Very quickly, throughout the debates, Dan Mamane’s offer becomes the big favorite. The Works Council of Le Coq Sportif votes in its favor. The administrators, the creditors – who would be better treated there – as well as the Urssaf seem to be more sensitive to it. “It’s the first time there’s unanimity against an offer,” smiles a source close to the Mamane camp. On the other side, frustration grows, and they feel sidelined. “There are a lot of conflicts of interest,” points out one of Mamane’s detractors. “Alexandre Fauvet is a former from the ski brand Fusalp, Mirabaud has also invested there… And the president of the commercial court, Patrick Sayer, is an investor in Fusalp! There’s favoritism!”

“Personal Vendetta”

Marc-Henri Beausire, already scandalized by his exclusion through “Mission #3”, cannot stand to see the offer he would have supported as a minority shareholder (with 7% of the capital) swept away like this. A letter from the August Debouzy firm is then sent, requesting the reopening of debates that have so far been biased, and publicly challenging the neutrality of Hélène Bourbouloux. She, in turn, denounces in the Monde a destabilization attempt. “Those who think you can instrumentalize Hélène Bourbouloux, they’ve never had a drink with her,” smiles an acquaintance of the most famous French judicial administrator. And the same source hints that Marc-Henri Beausire had already quarreled with Joanna Rousselet, the previous administrator in charge of the case.

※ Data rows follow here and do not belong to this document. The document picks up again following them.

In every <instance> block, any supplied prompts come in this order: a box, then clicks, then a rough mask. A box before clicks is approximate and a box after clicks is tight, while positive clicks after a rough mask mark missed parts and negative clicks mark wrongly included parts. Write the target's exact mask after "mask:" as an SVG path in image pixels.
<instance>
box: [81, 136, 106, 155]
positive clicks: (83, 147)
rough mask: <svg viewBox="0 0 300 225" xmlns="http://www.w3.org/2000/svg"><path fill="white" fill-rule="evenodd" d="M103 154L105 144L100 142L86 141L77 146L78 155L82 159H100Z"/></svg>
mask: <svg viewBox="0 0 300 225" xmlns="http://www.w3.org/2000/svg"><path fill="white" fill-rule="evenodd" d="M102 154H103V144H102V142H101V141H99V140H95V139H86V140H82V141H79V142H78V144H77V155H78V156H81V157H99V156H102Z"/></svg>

On the side of the allies of the CEO of Airesis, the forceful initiative – which remains unanswered by the economic affairs court – does not meet with unanimous approval. “It wasn’t the consortium that wanted to send this letter, we didn’t want to go that far,” estimates a source. “Even though we agree with this assessment, we’re not sure what kind of results this kind of letter can have.” Evidently, in any case, the letter did not shake the economic affairs court. The entourage of Marc-Henri Beausire, however, perseveres, and already threatens to appeal and various other legal actions. His lawyer, Edouard de Lamaze, estimates: “He was plundered after investing tens of millions of euros in Le Coq Sportif for years!” Another acquaintance denounces “a personal vendetta.” His opponents are annoyed: “Marc-Henri Beausire has a problem with grasping reality, he’s in denial.” No doubt the debates are likely to continue in court.